We seek to build upon the Cognition, Religion, & Theology Project (Oxford) successes in developing web-resources that facilitate new research at low-entry cost by developing a research hub especially suited to Chinese CSR. The hub will be located in Second Life (SL), an immersive, virtual world inhabited by millions of residents hailing from over 180 different 'real world' countries and wherein Hornbeck has previously managed a laboratory dedicated to CSR research. The hub will include an English and a Chinese face and will feature: (1) A museum that outlines key CSR concepts using colorful, interactive displays, (2) A lecture hall that will host monthly lectures, discussion groups and/or virtual poster sessions (as importing traditional academic resourcs into China can be quite complicated), (1) and (2) would be especially convenient and cost-effective means of interacting with interested Chinese scholars; (3) Access to Hornbeck's existing laboratory and (4) A headquarters for an attached simulation project - the Chinese Spiritual Spaces Project (CSSP).

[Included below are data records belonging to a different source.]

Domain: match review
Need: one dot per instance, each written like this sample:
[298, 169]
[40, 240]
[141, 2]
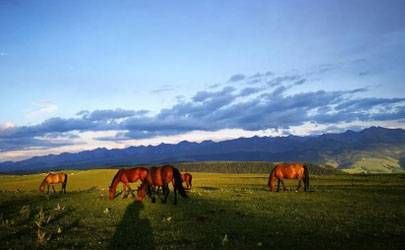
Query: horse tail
[42, 185]
[271, 176]
[65, 182]
[306, 178]
[178, 182]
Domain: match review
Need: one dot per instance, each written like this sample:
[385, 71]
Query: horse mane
[271, 176]
[306, 178]
[42, 185]
[178, 182]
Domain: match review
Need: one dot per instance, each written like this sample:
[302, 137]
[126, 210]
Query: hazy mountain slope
[375, 149]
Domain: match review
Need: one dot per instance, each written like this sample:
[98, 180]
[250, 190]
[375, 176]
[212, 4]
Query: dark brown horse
[127, 176]
[52, 179]
[289, 171]
[161, 177]
[187, 178]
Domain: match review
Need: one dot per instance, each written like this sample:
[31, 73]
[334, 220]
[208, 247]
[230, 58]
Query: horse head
[111, 192]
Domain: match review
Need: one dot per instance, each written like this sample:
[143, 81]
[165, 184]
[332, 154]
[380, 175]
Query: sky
[77, 75]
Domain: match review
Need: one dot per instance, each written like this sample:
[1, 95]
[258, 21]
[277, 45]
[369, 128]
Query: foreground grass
[224, 211]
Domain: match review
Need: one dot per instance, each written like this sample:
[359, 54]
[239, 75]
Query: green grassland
[224, 211]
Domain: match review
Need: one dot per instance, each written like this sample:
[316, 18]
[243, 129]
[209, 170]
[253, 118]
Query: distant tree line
[245, 167]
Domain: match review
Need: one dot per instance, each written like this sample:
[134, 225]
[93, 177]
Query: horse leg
[299, 184]
[130, 190]
[125, 191]
[282, 183]
[278, 185]
[166, 192]
[175, 195]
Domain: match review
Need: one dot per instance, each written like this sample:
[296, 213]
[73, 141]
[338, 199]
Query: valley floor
[231, 211]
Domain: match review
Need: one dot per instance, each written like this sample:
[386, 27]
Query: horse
[54, 178]
[187, 178]
[289, 171]
[126, 176]
[161, 177]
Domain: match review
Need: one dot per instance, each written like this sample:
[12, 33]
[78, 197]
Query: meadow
[224, 211]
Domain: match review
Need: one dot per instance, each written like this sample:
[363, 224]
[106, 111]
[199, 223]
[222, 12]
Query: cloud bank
[258, 102]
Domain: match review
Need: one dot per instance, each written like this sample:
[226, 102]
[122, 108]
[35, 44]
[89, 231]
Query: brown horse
[187, 178]
[161, 177]
[289, 171]
[52, 179]
[126, 176]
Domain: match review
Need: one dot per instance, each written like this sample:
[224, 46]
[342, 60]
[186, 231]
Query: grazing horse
[54, 178]
[161, 177]
[289, 171]
[126, 176]
[187, 178]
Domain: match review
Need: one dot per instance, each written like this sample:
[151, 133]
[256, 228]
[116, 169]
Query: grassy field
[224, 211]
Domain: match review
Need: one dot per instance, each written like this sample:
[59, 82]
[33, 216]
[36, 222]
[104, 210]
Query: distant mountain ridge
[375, 149]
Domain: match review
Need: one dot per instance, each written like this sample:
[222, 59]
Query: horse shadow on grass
[133, 232]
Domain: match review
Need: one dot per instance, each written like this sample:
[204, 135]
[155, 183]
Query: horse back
[55, 178]
[161, 175]
[289, 170]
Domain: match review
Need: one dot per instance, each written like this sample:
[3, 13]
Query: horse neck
[272, 176]
[116, 180]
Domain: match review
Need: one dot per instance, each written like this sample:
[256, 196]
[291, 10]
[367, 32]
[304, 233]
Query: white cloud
[41, 110]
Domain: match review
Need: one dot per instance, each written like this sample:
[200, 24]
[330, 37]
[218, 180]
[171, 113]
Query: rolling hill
[376, 150]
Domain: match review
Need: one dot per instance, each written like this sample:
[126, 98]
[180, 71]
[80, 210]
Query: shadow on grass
[133, 232]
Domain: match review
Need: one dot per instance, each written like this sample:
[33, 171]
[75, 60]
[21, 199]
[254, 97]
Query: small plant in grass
[41, 221]
[25, 212]
[59, 207]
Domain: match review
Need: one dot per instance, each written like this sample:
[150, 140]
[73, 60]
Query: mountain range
[374, 150]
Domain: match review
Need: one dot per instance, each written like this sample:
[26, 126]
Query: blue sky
[77, 75]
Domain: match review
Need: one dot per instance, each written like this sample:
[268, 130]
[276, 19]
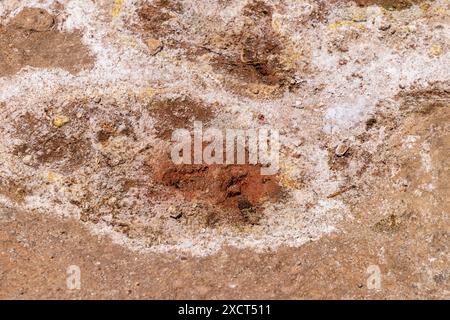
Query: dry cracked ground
[91, 91]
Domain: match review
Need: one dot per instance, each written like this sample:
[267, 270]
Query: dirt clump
[255, 53]
[178, 113]
[155, 19]
[32, 39]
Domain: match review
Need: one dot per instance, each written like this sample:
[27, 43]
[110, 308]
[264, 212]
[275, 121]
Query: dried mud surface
[91, 91]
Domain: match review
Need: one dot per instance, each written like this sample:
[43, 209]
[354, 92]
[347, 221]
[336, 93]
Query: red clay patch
[235, 192]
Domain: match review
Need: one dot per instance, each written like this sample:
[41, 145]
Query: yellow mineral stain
[436, 50]
[345, 24]
[118, 4]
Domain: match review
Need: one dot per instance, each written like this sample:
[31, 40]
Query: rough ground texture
[90, 92]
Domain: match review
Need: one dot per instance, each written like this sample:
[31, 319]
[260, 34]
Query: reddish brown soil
[32, 39]
[154, 18]
[239, 189]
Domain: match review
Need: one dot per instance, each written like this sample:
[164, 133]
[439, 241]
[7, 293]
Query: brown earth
[397, 199]
[32, 39]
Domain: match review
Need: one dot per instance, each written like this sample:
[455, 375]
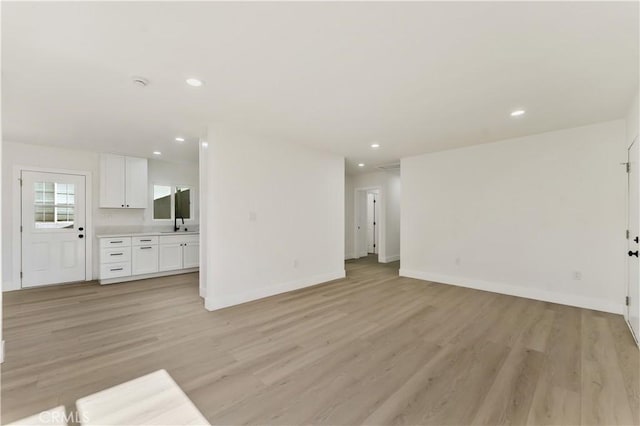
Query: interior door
[53, 228]
[633, 293]
[371, 223]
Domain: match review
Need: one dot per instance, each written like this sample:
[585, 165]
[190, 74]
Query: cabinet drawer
[115, 270]
[179, 239]
[115, 255]
[115, 242]
[144, 241]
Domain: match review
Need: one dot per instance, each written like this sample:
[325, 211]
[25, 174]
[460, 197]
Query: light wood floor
[370, 349]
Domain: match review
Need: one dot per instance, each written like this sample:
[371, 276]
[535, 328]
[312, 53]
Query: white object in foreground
[154, 399]
[51, 417]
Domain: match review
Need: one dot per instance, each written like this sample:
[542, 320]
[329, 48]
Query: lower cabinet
[191, 255]
[170, 257]
[130, 258]
[179, 255]
[144, 260]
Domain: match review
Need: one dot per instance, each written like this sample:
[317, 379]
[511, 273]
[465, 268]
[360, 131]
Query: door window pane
[54, 205]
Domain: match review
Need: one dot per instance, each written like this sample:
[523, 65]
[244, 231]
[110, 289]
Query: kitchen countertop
[143, 232]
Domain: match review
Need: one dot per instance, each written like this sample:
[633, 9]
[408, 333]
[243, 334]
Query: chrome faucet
[176, 227]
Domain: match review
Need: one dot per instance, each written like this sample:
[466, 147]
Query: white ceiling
[414, 77]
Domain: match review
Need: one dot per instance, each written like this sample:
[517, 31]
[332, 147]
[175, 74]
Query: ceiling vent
[391, 167]
[140, 81]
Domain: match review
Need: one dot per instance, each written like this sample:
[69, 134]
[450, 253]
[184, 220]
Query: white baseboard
[529, 293]
[388, 259]
[213, 303]
[145, 276]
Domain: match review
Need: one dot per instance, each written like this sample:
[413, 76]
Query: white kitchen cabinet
[123, 182]
[191, 255]
[112, 175]
[147, 255]
[144, 259]
[136, 182]
[170, 256]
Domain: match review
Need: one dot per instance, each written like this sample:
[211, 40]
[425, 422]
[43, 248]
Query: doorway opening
[633, 239]
[369, 229]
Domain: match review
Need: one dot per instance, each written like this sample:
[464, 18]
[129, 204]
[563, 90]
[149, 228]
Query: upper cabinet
[123, 182]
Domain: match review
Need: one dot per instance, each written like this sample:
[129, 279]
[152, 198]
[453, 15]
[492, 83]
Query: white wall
[274, 217]
[632, 118]
[162, 172]
[522, 216]
[390, 185]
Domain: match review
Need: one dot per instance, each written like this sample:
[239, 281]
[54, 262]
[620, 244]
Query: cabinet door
[170, 257]
[112, 181]
[191, 255]
[144, 260]
[136, 183]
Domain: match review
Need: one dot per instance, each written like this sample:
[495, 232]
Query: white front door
[53, 228]
[633, 293]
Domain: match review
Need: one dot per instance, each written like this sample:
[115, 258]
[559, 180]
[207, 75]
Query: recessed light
[139, 81]
[194, 82]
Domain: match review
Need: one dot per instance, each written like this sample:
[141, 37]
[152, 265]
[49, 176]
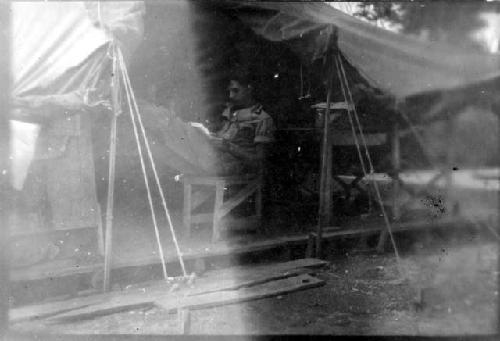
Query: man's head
[240, 90]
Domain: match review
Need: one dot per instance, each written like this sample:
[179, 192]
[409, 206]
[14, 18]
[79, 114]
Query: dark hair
[244, 77]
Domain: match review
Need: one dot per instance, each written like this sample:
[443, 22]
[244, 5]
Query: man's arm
[244, 155]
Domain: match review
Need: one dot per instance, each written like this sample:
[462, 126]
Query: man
[247, 129]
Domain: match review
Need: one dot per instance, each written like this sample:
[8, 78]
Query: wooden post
[186, 214]
[396, 167]
[184, 316]
[326, 175]
[108, 248]
[450, 163]
[5, 184]
[325, 191]
[310, 245]
[219, 198]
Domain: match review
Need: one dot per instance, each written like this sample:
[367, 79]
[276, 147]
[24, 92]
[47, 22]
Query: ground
[448, 287]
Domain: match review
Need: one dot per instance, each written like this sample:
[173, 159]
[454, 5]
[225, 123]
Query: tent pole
[396, 168]
[450, 162]
[108, 244]
[326, 172]
[5, 183]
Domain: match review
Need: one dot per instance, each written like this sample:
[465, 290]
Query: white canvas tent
[64, 66]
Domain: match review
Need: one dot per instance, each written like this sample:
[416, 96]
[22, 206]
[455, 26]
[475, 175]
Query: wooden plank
[274, 288]
[224, 279]
[202, 218]
[239, 197]
[186, 210]
[219, 200]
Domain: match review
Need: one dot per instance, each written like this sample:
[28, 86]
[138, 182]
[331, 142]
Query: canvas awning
[396, 63]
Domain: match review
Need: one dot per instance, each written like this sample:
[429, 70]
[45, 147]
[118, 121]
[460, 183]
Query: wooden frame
[252, 185]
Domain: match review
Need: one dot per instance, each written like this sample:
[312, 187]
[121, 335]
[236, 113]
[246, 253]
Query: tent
[67, 67]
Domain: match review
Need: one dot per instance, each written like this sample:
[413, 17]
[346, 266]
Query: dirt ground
[447, 286]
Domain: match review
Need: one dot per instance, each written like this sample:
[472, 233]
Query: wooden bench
[252, 185]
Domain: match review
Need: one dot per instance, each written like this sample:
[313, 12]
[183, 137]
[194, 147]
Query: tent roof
[54, 40]
[399, 64]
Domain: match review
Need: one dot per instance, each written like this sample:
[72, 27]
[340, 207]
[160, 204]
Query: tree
[454, 23]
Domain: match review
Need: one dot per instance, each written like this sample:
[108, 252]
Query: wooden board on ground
[139, 297]
[269, 289]
[175, 301]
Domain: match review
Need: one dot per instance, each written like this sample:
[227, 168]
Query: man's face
[239, 94]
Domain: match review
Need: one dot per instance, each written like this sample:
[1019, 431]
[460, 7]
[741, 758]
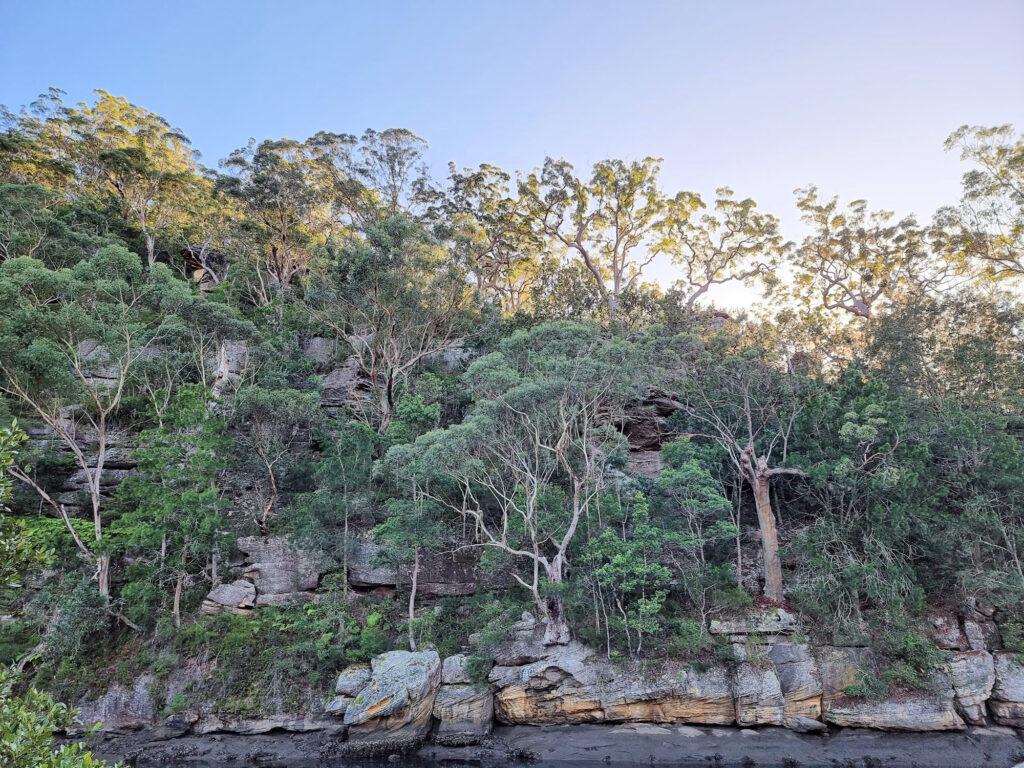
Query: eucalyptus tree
[988, 224]
[71, 341]
[390, 164]
[736, 243]
[111, 148]
[524, 469]
[607, 222]
[736, 397]
[172, 521]
[487, 226]
[395, 299]
[855, 259]
[272, 181]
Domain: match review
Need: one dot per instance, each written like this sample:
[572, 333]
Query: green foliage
[28, 724]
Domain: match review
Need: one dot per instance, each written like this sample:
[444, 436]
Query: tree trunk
[769, 538]
[103, 574]
[412, 599]
[557, 630]
[176, 609]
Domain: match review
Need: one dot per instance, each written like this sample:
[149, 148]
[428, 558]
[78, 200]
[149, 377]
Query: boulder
[363, 573]
[944, 630]
[340, 386]
[122, 708]
[238, 597]
[454, 670]
[352, 680]
[770, 622]
[230, 361]
[981, 633]
[911, 711]
[973, 675]
[569, 686]
[337, 706]
[645, 463]
[282, 573]
[451, 357]
[799, 679]
[758, 695]
[525, 645]
[1007, 704]
[392, 713]
[320, 349]
[465, 714]
[442, 574]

The CSSP is a competition / experiment inspired by modeling and simulation techniques common to epidemiology and economics, wherein researchers comprehend highly complex processes by observing them as they grow from more basic, input conditions. In the CSSP, members of the Chinese SL community will be invited to submit designs for 'spiritual' environments that might attract other SL residents. Submissions will include detailed outlines for architecture / grounds & weekly activities as well as an exegesis unto why a proposed space is, in fact, 'spiritual.'
Designs must not be associated (nominally at least) with extant religious traditions, and the four most popular designs will be constructed in SL and given two-month leases (spread out over eight months so they don't overlap). Following construction, CSSP winners will be given a small stipend to host events and activities aimed at generating a community and will supervise (with Hornbeck) the space's daily affairs. This project, revolutionary (within CSR) in method and scope, extends from two primary objectives: (1) Create 'spiritual' environments for Chinese (the spaces will be open for everyone, but the complexities of the Chinese language might be prohibitive for most non-Chinese) who may lack them in 'real' life; (2) enable CSR researchers to carefully document the natural growth of modern, quasi-religious communities/phenomena from secular materials.
Major outputs of the project will include an on-line hub, resources, and virtual laboratory for cross-cultural studies in the cognitive and evolutionary scientific study of religion; numerous academic journal articles in religious studies, psychology, anthropology, philosophy, and Chinese studies; at least three books; and a major multi-site conference.